The AI correctly identifies your patterns, then injects its own default habits into the output. Your clean, authentic voice comes back contaminated with phrases and structures you never used.
Your style guide + AI defaults = Contaminated output
"The experiment tested three variables across five trials. Temperature emerged as the dominant factor, influencing outcomes 40% more than pressure or time."
"It's worth noting that the experiment examined a pivotal set of variables—temperature, pressure, and time—across multiple trials, highlighting the transformative nature of temperature's impact. Moreover, the results served as a testament to temperature's groundbreaking significance, demonstrating its influence on outcomes (a remarkable 40% more than pressure or time), thereby showcasing the robust relationship between thermal conditions and experimental results."
Two sentences became one bloated paragraph. The data stayed the same. The voice changed completely. Every contaminated pattern was injected by the AI:
"It's worth noting that" — padding opener | "pivotal set" — importance puffing | em dashes — not in the original | "highlighting the transformative nature" — trailing participle + generic superlative | "Moreover" — formulaic transition | "served as a testament to" — importance puffing | "groundbreaking significance" — generic superlative | "robust relationship" — marketing language
AI models develop default writing habits from training on billions of words: em dashes for asides, groups of three, "It's not just X, it's Y" contrasts, importance puffing phrases, trailing participles, generic superlatives. These patterns activate by default.

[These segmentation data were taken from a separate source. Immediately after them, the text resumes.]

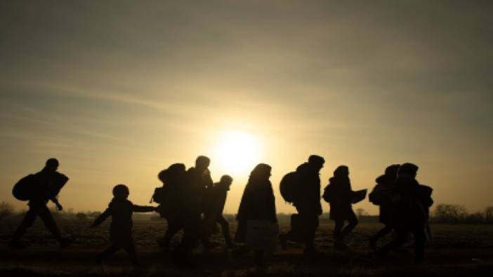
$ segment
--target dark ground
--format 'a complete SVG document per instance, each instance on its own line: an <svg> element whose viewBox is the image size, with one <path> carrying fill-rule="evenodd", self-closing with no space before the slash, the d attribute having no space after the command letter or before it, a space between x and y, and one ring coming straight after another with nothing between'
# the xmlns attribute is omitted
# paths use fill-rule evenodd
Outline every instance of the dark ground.
<svg viewBox="0 0 493 277"><path fill-rule="evenodd" d="M129 265L126 253L112 257L103 268L96 266L94 257L107 245L108 222L99 229L88 228L90 221L58 220L65 234L76 238L73 245L60 249L50 237L42 223L37 221L27 234L28 246L11 250L6 245L16 220L3 221L0 225L0 276L492 276L493 225L432 226L434 241L428 245L423 264L413 263L412 245L406 252L394 253L385 259L372 258L369 253L367 237L380 225L362 223L348 238L352 252L332 248L331 223L322 223L319 228L316 244L321 252L316 259L304 260L303 247L289 244L269 257L262 269L252 266L247 255L233 259L222 247L204 253L199 247L195 253L195 269L180 269L172 262L171 254L156 244L165 224L162 221L136 221L134 238L140 259L145 267L138 271ZM289 222L281 223L286 231ZM234 232L235 224L232 224ZM214 241L223 243L216 234ZM411 241L412 240L411 239Z"/></svg>

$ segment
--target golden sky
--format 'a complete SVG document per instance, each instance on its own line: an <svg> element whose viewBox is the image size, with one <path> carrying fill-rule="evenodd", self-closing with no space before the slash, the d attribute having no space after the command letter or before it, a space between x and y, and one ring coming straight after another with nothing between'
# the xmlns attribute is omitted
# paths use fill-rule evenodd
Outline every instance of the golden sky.
<svg viewBox="0 0 493 277"><path fill-rule="evenodd" d="M263 162L291 212L279 181L315 154L322 188L338 165L371 189L388 165L412 162L435 203L481 210L493 205L492 8L1 1L0 201L25 207L13 184L56 157L65 207L102 210L119 183L145 204L159 170L206 155L214 181L235 179L226 212ZM231 134L246 137L236 156Z"/></svg>

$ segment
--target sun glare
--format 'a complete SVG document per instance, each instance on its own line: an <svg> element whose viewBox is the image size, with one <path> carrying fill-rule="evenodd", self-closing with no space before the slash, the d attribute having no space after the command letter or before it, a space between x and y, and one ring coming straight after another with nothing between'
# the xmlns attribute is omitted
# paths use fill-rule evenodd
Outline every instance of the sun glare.
<svg viewBox="0 0 493 277"><path fill-rule="evenodd" d="M225 132L216 145L215 162L225 174L248 175L260 161L260 148L258 139L250 133Z"/></svg>

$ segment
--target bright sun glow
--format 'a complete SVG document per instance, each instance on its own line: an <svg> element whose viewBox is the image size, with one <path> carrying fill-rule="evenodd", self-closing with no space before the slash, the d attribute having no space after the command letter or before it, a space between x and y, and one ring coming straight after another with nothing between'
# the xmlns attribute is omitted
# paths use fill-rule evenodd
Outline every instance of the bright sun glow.
<svg viewBox="0 0 493 277"><path fill-rule="evenodd" d="M218 165L225 174L248 175L254 166L260 162L260 143L250 133L230 131L223 134L218 140L214 156Z"/></svg>

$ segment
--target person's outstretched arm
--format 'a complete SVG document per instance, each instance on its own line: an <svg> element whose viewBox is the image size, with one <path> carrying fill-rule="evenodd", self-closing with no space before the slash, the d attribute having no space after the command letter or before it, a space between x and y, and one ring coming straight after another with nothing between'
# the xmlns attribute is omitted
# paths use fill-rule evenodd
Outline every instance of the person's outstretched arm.
<svg viewBox="0 0 493 277"><path fill-rule="evenodd" d="M96 219L94 219L94 222L93 222L93 224L91 225L92 228L97 227L103 223L103 221L106 220L108 217L111 215L111 208L108 207L107 209L106 209L100 216L98 216Z"/></svg>
<svg viewBox="0 0 493 277"><path fill-rule="evenodd" d="M148 212L156 211L157 207L152 206L140 206L138 205L132 205L132 211L135 212Z"/></svg>
<svg viewBox="0 0 493 277"><path fill-rule="evenodd" d="M53 197L50 198L50 200L51 201L51 202L54 203L55 205L56 205L56 208L57 208L57 209L58 209L58 210L63 210L63 207L60 203L60 202L58 202L58 198L57 198L56 196L53 196Z"/></svg>

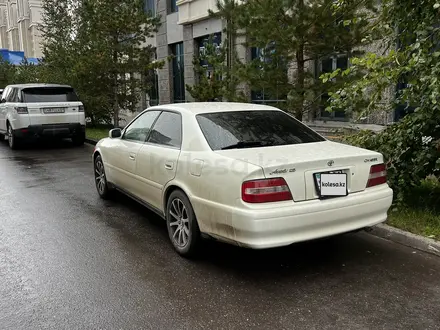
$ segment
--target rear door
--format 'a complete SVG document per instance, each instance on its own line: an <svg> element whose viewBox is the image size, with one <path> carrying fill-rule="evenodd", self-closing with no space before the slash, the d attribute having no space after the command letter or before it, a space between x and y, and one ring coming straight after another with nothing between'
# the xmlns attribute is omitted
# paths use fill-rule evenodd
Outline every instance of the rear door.
<svg viewBox="0 0 440 330"><path fill-rule="evenodd" d="M140 197L159 210L164 187L176 176L181 144L181 114L163 111L139 151L136 174L141 183Z"/></svg>
<svg viewBox="0 0 440 330"><path fill-rule="evenodd" d="M80 118L82 103L71 87L25 88L21 97L28 107L31 125L82 122Z"/></svg>
<svg viewBox="0 0 440 330"><path fill-rule="evenodd" d="M159 114L160 111L141 114L124 130L117 143L106 150L113 183L138 197L141 183L136 177L137 156Z"/></svg>

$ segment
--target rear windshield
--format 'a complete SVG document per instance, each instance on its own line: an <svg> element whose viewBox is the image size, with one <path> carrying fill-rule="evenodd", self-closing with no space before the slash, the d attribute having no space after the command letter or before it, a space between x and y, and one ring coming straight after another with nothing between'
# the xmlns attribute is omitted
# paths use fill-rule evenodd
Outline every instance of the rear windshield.
<svg viewBox="0 0 440 330"><path fill-rule="evenodd" d="M73 88L66 87L38 87L23 90L24 103L42 102L75 102L78 96Z"/></svg>
<svg viewBox="0 0 440 330"><path fill-rule="evenodd" d="M282 111L234 111L197 115L213 150L281 146L325 141Z"/></svg>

A style guide that only describes what to do leaves gaps. The AI fills those gaps with its own tendencies. Without a rule against em dashes, the AI adds them. Without a rule against "pivotal," the AI uses it. Without a rule against trailing participles, every sentence grows a dangling clause.
The fix is explicit negative constraints — a "Do Not Use" list that bans specific AI patterns from your output. Positive rules alone are not enough.
Your style guide + explicit negative constraints = Authentic voice preserved
This is not about detecting AI in your writing. It is about preventing AI from contaminating your voice when it writes for you. Even if your own writing is clean and authentic, the AI will still inject its defaults. Negative constraints are mandatory, not optional.